Hoffman was found dead in his bathroom a week ago with 73 bags of heroin scattered around his West Village apartment.
But Vineberg, 57, denied supplying him with the drugs that killed him. When The Post asked if he had ever sold Hoffman drugs, he refused to answer.
He said he was devastated by Hoffman's death and offered his condolences to his family.
He suggested his brief stint off the drugs may have made him more susceptible to overdose.
"When you're clean for that long of a time, your body can't take as much," Vineberg said. "Your body doesn't have the tolerance."
He added: "He was a hard-core addict."
He is convinced that Hoffman was injecting 10 bags a day.
"How much was he found with? Seventy bags. You do the math ... That's a one-week supply," he said.
NYPD sources told the Post the estimate - about twice that of an average junkie - was about right.
Vineberg was also a drug user and the pair battled with their addiction together, he said.

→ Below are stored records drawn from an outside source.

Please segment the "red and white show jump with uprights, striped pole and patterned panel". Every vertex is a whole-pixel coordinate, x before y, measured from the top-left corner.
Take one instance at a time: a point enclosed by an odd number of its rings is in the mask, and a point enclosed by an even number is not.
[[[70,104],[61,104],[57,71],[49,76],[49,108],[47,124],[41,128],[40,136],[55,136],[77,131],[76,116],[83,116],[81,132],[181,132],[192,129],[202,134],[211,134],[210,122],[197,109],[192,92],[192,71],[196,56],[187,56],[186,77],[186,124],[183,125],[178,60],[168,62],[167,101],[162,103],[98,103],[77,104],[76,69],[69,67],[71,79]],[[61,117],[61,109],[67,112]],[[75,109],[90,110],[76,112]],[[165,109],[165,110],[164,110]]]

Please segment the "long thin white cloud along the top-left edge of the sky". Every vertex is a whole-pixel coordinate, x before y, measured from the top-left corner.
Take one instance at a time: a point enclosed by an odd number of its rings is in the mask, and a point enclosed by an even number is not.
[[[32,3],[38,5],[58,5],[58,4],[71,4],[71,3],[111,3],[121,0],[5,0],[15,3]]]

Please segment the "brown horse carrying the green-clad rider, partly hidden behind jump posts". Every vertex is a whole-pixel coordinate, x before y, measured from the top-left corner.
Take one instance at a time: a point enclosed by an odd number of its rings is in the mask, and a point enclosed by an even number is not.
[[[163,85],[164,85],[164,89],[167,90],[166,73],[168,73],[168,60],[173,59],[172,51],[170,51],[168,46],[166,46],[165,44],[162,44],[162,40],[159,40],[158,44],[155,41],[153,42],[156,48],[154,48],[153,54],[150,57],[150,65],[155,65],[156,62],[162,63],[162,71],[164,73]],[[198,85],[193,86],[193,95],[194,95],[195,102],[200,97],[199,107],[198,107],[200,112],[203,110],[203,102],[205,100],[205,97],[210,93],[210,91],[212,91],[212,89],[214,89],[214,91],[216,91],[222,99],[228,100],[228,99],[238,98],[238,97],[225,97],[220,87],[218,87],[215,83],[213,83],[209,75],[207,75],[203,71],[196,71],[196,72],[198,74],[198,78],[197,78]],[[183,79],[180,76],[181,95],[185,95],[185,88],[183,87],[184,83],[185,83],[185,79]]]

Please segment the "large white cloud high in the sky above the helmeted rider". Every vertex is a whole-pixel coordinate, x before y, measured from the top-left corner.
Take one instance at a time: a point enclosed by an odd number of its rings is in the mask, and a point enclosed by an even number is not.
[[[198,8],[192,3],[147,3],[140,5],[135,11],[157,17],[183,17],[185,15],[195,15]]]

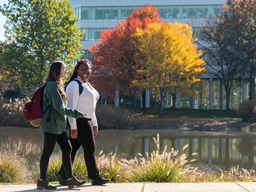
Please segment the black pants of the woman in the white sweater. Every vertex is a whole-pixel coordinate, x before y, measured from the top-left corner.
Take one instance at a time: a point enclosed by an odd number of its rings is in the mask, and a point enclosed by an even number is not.
[[[76,119],[76,127],[77,127],[77,138],[73,139],[69,135],[69,140],[72,146],[71,152],[71,160],[74,162],[74,158],[76,156],[76,152],[82,145],[84,149],[84,160],[88,171],[89,179],[96,179],[99,176],[99,170],[96,164],[94,151],[95,151],[95,142],[94,142],[94,134],[92,129],[92,124],[90,122],[91,119],[88,118],[78,118]],[[65,172],[63,171],[63,166],[60,168],[61,179],[66,179]]]

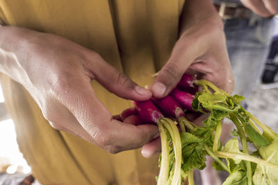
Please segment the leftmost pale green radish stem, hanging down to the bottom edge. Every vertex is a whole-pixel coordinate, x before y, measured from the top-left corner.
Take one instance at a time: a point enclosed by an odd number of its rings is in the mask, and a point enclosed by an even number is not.
[[[157,124],[161,132],[161,170],[159,171],[157,184],[166,185],[169,176],[169,143],[162,123],[158,121]]]

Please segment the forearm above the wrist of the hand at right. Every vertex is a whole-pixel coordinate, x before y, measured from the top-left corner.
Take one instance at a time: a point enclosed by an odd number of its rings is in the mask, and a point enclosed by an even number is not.
[[[222,19],[213,6],[212,0],[187,0],[180,19],[180,35],[197,22],[211,24],[223,29]]]

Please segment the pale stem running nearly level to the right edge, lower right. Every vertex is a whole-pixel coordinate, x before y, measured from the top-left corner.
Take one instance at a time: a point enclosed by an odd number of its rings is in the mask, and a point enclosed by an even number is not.
[[[265,159],[259,159],[257,157],[252,156],[252,155],[246,155],[244,153],[243,154],[238,154],[238,153],[234,153],[234,152],[222,152],[222,151],[215,152],[215,154],[218,157],[250,161],[250,162],[253,162],[253,163],[256,163],[256,164],[260,164],[262,166],[269,166],[271,168],[275,168],[276,170],[278,170],[278,165],[277,164],[272,164],[272,163],[266,161]]]

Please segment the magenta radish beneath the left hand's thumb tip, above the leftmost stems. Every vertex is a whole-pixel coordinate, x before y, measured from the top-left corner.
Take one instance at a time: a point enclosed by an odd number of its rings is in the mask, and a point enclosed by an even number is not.
[[[156,123],[159,118],[163,118],[163,114],[151,100],[134,101],[133,103],[144,123]]]

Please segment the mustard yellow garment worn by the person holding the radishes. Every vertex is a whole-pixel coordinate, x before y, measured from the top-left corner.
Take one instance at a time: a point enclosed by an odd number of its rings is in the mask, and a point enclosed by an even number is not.
[[[178,37],[183,1],[0,0],[0,20],[6,25],[61,35],[97,51],[106,62],[144,86],[152,83],[152,74],[170,56]],[[158,156],[145,159],[139,149],[111,155],[83,139],[54,130],[22,85],[4,75],[1,83],[19,148],[42,184],[156,184]],[[97,82],[92,86],[112,114],[131,106]]]

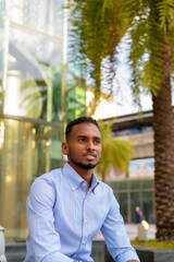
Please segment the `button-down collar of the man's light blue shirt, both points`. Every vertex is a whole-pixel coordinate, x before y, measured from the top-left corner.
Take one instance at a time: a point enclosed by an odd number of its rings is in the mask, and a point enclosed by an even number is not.
[[[73,169],[73,167],[70,166],[69,163],[66,163],[63,167],[63,175],[65,179],[67,180],[70,187],[73,191],[75,191],[82,182],[85,180]],[[92,174],[91,178],[91,191],[96,193],[96,187],[99,184],[99,180],[97,179],[96,175]]]

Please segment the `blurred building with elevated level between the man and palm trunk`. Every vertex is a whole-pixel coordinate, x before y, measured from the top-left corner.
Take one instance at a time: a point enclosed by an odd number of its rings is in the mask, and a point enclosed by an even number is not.
[[[112,171],[108,176],[108,182],[117,198],[123,217],[126,223],[135,223],[135,209],[139,206],[144,213],[142,218],[154,223],[152,112],[132,114],[117,119],[107,119],[104,122],[109,120],[113,122],[112,135],[133,141],[136,153],[127,175]]]

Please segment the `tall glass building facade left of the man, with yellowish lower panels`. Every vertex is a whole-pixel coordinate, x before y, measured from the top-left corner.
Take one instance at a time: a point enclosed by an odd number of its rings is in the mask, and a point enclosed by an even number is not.
[[[62,0],[0,0],[0,224],[27,236],[33,180],[61,163]]]

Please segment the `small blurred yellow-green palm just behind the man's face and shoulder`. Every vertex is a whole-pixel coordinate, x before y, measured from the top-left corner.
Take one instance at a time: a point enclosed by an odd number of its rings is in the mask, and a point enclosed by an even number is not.
[[[111,136],[112,122],[103,124],[99,121],[101,131],[102,154],[96,171],[101,174],[102,181],[105,182],[107,172],[111,169],[128,174],[128,164],[135,156],[133,143],[129,140]]]

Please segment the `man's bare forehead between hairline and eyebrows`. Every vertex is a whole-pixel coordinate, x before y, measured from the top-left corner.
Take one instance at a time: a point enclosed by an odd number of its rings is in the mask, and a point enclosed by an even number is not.
[[[70,132],[70,136],[94,136],[94,138],[101,138],[100,130],[94,123],[79,123],[75,124]]]

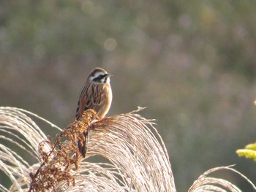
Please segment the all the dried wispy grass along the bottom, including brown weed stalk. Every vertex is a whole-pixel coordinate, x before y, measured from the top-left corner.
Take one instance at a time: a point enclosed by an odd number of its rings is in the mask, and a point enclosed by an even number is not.
[[[12,183],[10,187],[0,183],[0,191],[176,191],[165,145],[153,121],[137,112],[92,121],[95,113],[88,110],[61,130],[26,110],[0,107],[0,169]],[[30,116],[59,134],[55,139],[46,137]],[[89,131],[86,158],[77,147],[78,138],[85,139],[83,131]],[[94,155],[110,163],[86,161]],[[25,156],[36,163],[27,162]],[[189,191],[240,191],[227,180],[208,177],[219,169],[237,172],[230,166],[211,169]]]

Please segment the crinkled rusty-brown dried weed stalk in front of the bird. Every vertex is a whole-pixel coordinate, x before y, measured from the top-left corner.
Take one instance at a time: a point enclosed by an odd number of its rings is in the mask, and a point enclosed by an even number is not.
[[[45,140],[39,143],[38,153],[42,162],[37,171],[31,172],[31,183],[29,191],[56,191],[56,185],[62,181],[68,185],[75,185],[75,178],[72,177],[71,170],[78,169],[78,139],[85,140],[83,132],[87,132],[91,121],[96,118],[96,112],[87,110],[82,117],[75,120],[70,126],[61,131],[56,136],[56,142],[53,145],[51,140]],[[61,140],[64,142],[61,142]],[[50,145],[51,150],[44,150],[45,144]],[[75,155],[77,154],[77,155]]]

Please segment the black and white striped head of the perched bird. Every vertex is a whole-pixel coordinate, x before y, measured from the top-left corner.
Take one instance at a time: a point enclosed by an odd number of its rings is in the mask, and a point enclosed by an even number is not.
[[[110,83],[110,77],[112,74],[109,74],[102,68],[95,68],[89,74],[88,80],[91,82],[98,82],[98,83]]]

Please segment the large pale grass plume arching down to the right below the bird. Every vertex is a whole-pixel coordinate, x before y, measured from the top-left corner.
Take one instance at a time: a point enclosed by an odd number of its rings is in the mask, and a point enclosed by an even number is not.
[[[149,127],[154,129],[151,121],[134,112],[96,122],[89,132],[88,155],[108,158],[125,173],[123,182],[131,189],[176,191],[165,146]]]

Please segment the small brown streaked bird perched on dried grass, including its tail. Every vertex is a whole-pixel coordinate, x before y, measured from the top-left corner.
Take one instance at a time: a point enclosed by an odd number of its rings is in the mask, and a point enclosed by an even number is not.
[[[79,118],[82,117],[83,112],[89,109],[97,112],[98,120],[105,118],[105,115],[110,110],[112,102],[112,89],[110,86],[111,76],[113,75],[100,67],[96,67],[90,72],[87,77],[86,84],[80,92],[78,107],[75,114],[76,120],[79,120]],[[83,142],[83,146],[81,146],[80,141],[78,141],[78,150],[81,155],[83,155],[83,158],[85,158],[88,131],[84,132],[83,135],[86,139]]]

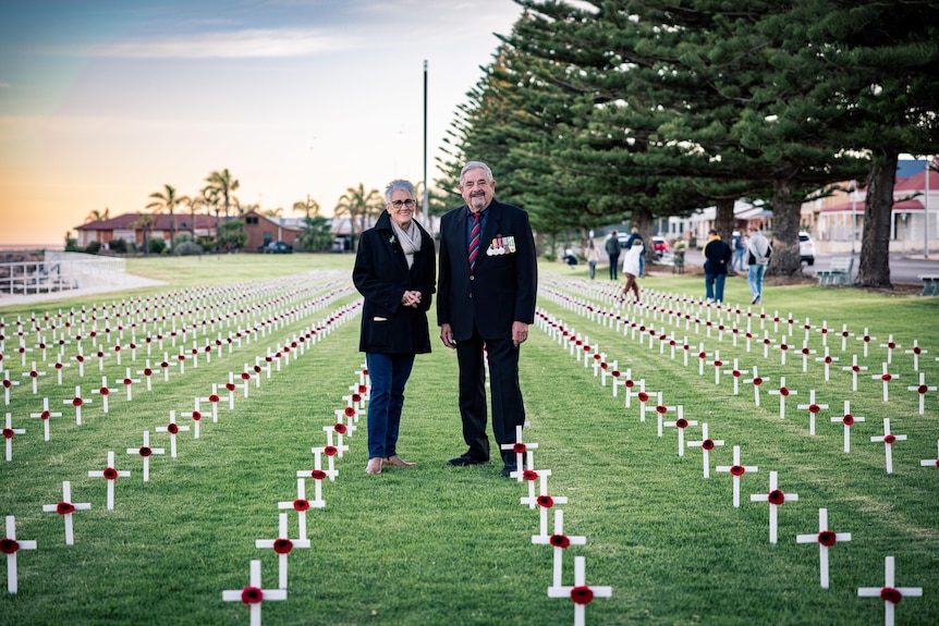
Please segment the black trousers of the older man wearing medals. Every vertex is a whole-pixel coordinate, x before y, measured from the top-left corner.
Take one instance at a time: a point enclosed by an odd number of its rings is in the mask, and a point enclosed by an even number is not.
[[[514,443],[515,427],[525,424],[525,406],[519,386],[519,347],[512,343],[511,337],[484,341],[474,329],[470,340],[456,342],[456,361],[460,366],[463,441],[470,446],[466,454],[476,461],[489,461],[489,438],[486,434],[487,356],[489,389],[492,394],[492,434],[496,443]],[[510,451],[510,454],[514,453]],[[505,458],[501,450],[497,450],[497,455]]]

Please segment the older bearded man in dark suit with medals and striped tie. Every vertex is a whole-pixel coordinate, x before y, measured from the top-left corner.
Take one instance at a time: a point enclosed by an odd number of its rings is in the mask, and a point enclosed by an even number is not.
[[[468,446],[448,462],[456,467],[489,461],[487,357],[497,445],[514,443],[515,427],[525,422],[519,346],[535,321],[535,238],[528,214],[495,200],[495,191],[489,167],[470,161],[460,173],[460,194],[466,204],[440,220],[437,323],[443,345],[456,348],[460,416]],[[515,453],[499,450],[502,476],[508,477],[519,470]]]

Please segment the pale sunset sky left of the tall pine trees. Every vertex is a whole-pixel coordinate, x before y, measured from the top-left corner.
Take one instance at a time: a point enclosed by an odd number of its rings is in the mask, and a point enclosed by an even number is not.
[[[2,0],[0,248],[59,246],[93,211],[242,204],[428,179],[458,105],[522,14],[512,0]],[[473,156],[485,160],[485,155]],[[74,234],[74,232],[73,232]]]

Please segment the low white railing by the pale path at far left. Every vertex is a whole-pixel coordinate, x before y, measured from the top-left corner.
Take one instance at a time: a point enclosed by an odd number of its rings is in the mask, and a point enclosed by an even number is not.
[[[121,282],[124,259],[47,251],[41,261],[0,263],[0,296],[46,294]]]

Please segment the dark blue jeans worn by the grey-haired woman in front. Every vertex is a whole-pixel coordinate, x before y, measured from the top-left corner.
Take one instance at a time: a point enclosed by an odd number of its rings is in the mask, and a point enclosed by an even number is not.
[[[365,355],[371,388],[368,394],[368,458],[398,454],[398,429],[404,406],[404,385],[414,366],[413,354]]]

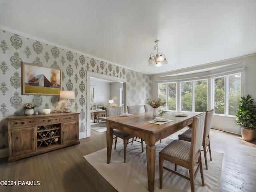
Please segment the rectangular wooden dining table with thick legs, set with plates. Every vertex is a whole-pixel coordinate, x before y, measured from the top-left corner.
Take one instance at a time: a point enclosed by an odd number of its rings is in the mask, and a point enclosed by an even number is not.
[[[181,130],[182,128],[192,125],[193,117],[200,113],[186,112],[188,116],[176,116],[177,112],[166,112],[160,116],[168,118],[172,122],[165,124],[152,124],[148,123],[154,120],[152,112],[144,112],[132,114],[132,116],[110,116],[99,117],[101,120],[106,121],[106,138],[107,138],[107,163],[111,160],[111,151],[113,144],[113,129],[122,130],[146,142],[146,158],[148,170],[148,191],[154,191],[155,182],[155,162],[156,162],[156,146],[155,143],[167,136]],[[178,138],[177,138],[178,139]]]

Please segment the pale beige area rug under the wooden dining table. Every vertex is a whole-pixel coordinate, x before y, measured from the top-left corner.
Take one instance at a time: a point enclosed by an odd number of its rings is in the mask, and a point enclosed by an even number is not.
[[[166,138],[170,140],[169,138]],[[165,140],[166,140],[165,139]],[[170,140],[171,142],[172,140]],[[166,146],[166,142],[156,143],[155,192],[187,192],[190,182],[180,176],[164,170],[163,188],[159,188],[158,153]],[[202,152],[203,153],[203,152]],[[209,155],[209,154],[208,154]],[[112,149],[111,163],[107,164],[106,148],[84,156],[84,158],[116,189],[118,192],[147,192],[148,177],[146,164],[146,149],[141,152],[141,144],[128,145],[126,163],[124,163],[123,143],[118,143],[116,150]],[[210,159],[210,158],[209,158]],[[205,169],[202,155],[204,183],[202,186],[200,171],[195,179],[196,192],[218,192],[222,169],[223,154],[212,151],[212,161],[208,160],[208,170]],[[164,161],[164,166],[174,169],[174,164]],[[180,173],[189,176],[188,170],[178,166]]]

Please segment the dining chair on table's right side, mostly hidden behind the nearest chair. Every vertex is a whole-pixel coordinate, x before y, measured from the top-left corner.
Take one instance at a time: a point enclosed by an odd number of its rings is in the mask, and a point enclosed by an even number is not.
[[[211,146],[210,146],[210,129],[212,124],[212,117],[213,117],[213,109],[210,111],[206,111],[205,122],[204,122],[204,136],[203,136],[203,142],[202,142],[206,169],[208,169],[208,165],[207,165],[208,151],[210,154],[210,160],[212,160],[212,153],[211,153]],[[178,137],[180,140],[185,140],[190,142],[191,136],[192,136],[192,129],[188,129],[184,133],[180,134]]]

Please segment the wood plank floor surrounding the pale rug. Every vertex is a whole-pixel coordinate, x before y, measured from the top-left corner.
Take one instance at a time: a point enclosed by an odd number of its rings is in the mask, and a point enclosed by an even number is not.
[[[210,142],[212,151],[224,153],[220,192],[255,192],[255,138],[253,142],[246,142],[241,136],[212,129]],[[16,181],[16,185],[0,186],[0,192],[115,192],[83,158],[105,147],[106,133],[92,130],[91,137],[81,139],[75,146],[9,164],[7,158],[2,158],[0,181]],[[18,181],[35,181],[35,185],[18,185]],[[40,185],[37,186],[36,181]]]

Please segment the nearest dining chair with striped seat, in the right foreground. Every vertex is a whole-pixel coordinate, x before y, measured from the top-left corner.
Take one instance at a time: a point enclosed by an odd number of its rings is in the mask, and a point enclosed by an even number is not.
[[[201,145],[203,140],[205,112],[193,118],[193,128],[191,142],[184,140],[174,140],[159,152],[159,174],[160,189],[163,183],[163,169],[168,170],[182,178],[190,180],[191,191],[195,191],[195,177],[200,168],[202,185],[204,186],[204,174],[201,160]],[[175,169],[164,167],[164,160],[175,164]],[[198,166],[194,171],[194,167]],[[189,177],[177,172],[177,165],[189,170]]]

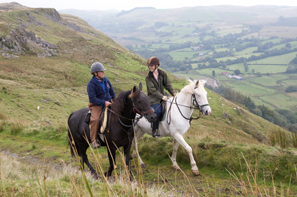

Vineberg managed to stay clean for a week at a time between relapses and said he and Hoffman would text back and forth, to keep one another on the straight and narrow.
But they fell out of touch late last year.
Vineberg was charged with felony drug possession and was one of three dealers charged in connection with Hoffman's death. A young couple who lived next door to Vineberg's Mott Street apartment, where cops seized 300 bags of heroin, were charged with misdemeanour cocaine possession.
Wearing a gray prison jumpsuit, Vineberg told The Post he's a scapegoat in the case.
His attorney insists there is no evidence to suggest Vineberg supplied Hoffman with the deadly narcotics and claims the pair "were true friends who had bonded over and struggled with the dangerous use of narcotic drugs".